“Women’s rights are human rights. Everybody’s rights are human rights. Everybody matters, everybody has equal importance in this world,” says local activist Amanda Flory. “And that’s what we’re going to Washington to say.”

Flory tells SFR she's been involved in politics since she was 3 years old, when she sat on her parents' shoulders in Lamy during a protest against the Waste Isolation Pilot Plant.

Flory, the Lamy native turned Albuquerque Underground 'Zine music writer, plans to be among tens of thousands who gather in the nation's capital the day after the presidential inauguration to demonstrate. When Flory heard about the nationally organized Women's March on Washington on Jan. 21, she decided to organize a larger New Mexican group to attend. "You know… Power in numbers," she tells SFR.

Next, Flory got in touch with Samia Assed, the president of the board of the Albuquerque Center for Peace and Justice, who then helped her coordinate hotel rooms, bus tickets, protest permits, police protection and fundraising for those who wanted to attend but couldn't afford the cost. They raised money through bake sales, raffles, house parties and knitting to ensure as many New Mexicans could march as possible. Now, about 200 people plan to embark on the 27-hour bus trip, and over 200 more are traveling by plane.

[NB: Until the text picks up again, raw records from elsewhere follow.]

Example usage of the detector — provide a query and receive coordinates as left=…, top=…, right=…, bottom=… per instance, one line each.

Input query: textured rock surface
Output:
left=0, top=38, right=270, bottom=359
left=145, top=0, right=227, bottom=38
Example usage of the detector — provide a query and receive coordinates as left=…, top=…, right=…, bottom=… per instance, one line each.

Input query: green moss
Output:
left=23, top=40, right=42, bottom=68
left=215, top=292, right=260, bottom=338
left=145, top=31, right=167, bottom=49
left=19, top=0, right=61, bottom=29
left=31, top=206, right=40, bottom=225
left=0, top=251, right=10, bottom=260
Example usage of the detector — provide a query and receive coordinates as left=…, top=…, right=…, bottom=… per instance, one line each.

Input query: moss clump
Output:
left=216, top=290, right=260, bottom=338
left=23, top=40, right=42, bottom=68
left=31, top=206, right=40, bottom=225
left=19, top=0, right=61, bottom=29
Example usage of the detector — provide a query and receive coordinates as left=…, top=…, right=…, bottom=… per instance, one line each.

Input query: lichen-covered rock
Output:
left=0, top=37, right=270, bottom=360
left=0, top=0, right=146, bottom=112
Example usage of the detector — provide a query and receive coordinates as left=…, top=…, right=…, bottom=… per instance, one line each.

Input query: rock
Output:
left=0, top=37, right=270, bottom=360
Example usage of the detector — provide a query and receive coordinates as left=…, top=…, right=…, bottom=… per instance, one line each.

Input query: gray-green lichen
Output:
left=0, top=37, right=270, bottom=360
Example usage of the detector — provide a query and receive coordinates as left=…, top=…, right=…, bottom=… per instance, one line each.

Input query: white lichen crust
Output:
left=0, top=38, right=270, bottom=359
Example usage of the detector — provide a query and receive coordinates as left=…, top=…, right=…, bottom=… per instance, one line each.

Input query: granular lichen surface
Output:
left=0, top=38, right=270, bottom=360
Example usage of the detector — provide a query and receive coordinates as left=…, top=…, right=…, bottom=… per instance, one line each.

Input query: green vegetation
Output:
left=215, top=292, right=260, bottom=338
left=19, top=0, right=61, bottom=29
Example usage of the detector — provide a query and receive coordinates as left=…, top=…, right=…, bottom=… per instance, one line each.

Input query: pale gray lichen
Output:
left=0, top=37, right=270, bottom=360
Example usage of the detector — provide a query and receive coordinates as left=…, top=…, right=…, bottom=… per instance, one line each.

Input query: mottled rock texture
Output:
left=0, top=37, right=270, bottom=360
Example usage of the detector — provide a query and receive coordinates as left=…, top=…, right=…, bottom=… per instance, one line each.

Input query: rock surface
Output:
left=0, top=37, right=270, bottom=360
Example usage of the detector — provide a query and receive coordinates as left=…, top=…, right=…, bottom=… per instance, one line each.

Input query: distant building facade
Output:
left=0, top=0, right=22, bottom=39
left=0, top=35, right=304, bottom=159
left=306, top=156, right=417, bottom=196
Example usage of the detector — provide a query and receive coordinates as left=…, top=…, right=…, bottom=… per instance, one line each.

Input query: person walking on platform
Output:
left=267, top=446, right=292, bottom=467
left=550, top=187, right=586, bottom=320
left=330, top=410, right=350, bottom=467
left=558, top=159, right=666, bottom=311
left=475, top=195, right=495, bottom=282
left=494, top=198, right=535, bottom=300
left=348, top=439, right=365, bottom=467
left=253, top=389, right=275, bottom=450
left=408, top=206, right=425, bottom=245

Flory tells SFR she feels like the march is a way to let Trump know who he works for.

"He is not representing us well," she says. "He is destroying all of our alliances around the world that are vital, that we have been building up for years. He has disrespected women more than I can say and it's just not a world I want to see for my nieces, nephews and godson."

Can't make it to DC to fight for basic human rights? No problem—Lindsay Conover has it covered. With a little help from her friends, the Santa Fe organizer made sure New Mexico's capital city is in on the action.

When Conover watched the election, her shock sent her into a brief depression. But when she heard about the DC event, the astrological counselor sprang into action to arrange a local version.

"Our event will ... raise awareness around other organizations that are also fighting for women and human rights," Conover says. "I am marching because I want a better world for us to live in that honors equality, humanity and justice. For me, this is the first step in that direction."

Marchers should meet on the north side of the Bataan Building on West De Vargas Street between Galisteo Street and Don Gaspar Avenue at 10:30 am on Saturday, Jan. 21. A rally at the Roundhouse starts at noon. For more details, visit wmwsf.net.